« Toi tu sais écrire, m’ont-ils dit, tu as fait des études…. Tu sais écrire, tu sais les mots, et comment on les utilise, et comment aussi ils peuvent dire les choses. Nous, on ne sait pas faire cela »
Quand Brodeck est entré dans l’auberge, il a tout de suite compris quel drame venait de se jouer dans ce petit village blotti au fond d’une combe. Un village sans nom, que Philippe Claudel ne situe pas. On sait seulement qu’on y parle un dialecte germanique dont les mots parsèment le livre, que c’est un village de montagnes et de forêts. Aucune indication géographique ; une seule indication historique : la guerre était terminée depuis un an.
Que s’était-il donc passé dans l’auberge pour que tous les hommes réunis là lui demandent d’écrire un rapport qui les disculpera ? Brodeck a compris : …hier soir, les hommes du village ont tué l’Anderer. Ça s’est passé à l’auberge de Schloss, très simplement, comme une partie de cartes ou une promesse de vente. Il y avait longtemps que ça couvait. Moi je suis arrivé après, je venais acheter du beurre, je n’étais pas de la tuerie. Je suis simplement chargé du Rapport. Je dois expliquer ce qui s’est passé depuis sa venue et pourquoi on ne pouvait que le tuer. C’est tout.

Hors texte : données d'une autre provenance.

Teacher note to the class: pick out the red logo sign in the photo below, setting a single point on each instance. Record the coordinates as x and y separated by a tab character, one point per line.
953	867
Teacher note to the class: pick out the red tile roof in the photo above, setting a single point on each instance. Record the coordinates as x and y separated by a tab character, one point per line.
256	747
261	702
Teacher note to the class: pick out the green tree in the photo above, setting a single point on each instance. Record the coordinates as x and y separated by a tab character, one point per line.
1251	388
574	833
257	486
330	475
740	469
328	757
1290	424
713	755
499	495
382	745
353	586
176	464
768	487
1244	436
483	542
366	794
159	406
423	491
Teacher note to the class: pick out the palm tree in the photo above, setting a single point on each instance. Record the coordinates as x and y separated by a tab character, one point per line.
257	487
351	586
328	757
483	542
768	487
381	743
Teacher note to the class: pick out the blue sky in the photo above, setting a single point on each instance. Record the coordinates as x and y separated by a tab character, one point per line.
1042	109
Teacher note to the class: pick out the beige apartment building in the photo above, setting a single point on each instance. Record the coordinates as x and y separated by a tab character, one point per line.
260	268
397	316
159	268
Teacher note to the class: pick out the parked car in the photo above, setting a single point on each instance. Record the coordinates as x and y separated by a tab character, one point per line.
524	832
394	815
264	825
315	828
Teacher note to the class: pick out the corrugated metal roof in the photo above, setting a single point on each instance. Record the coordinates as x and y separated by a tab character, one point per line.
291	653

Qui était l’Anderer ? Il était arrivé un jour au village avec un drôle d’équipage : un cheval et un âne chargé de plusieurs malles ; un homme à l’allure de vieux comédien drôlement accoutré avec un costume de personnage d’un autre siècle. Il avait fait peur aux villageois qui n’avaient pas vu arriver d’étranger dans leur village depuis bien longtemps.
L’Anderer… L’Autre !
Alors Brodeck qui sait écrire va faire son rapport ; mais il ira plus loin : il va fouiller dans la vie des villageois pour faire surgir les non-dits du passé, la face cachée des gens et en premier sa face cachée à lui. D’un chapitre à l’autre il revient en arrière pour raconter son histoire personnelle. Lui aussi était venu d’ailleurs, trente ans plus tôt. Il était arrivé du bout du monde avec la vieille Fédorine qui l’avait recueilli sur sa charrette, alors qu’il n’avait que quatre ans, abandonné dans les ruines d’un village en guerre. Ils s’étaient échappés tous les deux du ventre pourri de l’Europe et après des semaines de marche s’étaient arrêtés dans ce village qui était devenu leur village. C’était là que Brodeck avait passé toute son enfance avec Fédorine ; c’est de ce village qu’il avait été arrêté pendant la guerre pour être jeté dans un convoi en route vers un camp où il avait subi les pires humiliations et tortures et était devenu l’ombre de lui-même. C’est dans ce village qu’il était revenu, survivant miraculeux, pour retrouver la vieille Fédorine et Emilia qui l’aimait et l’avait attendu.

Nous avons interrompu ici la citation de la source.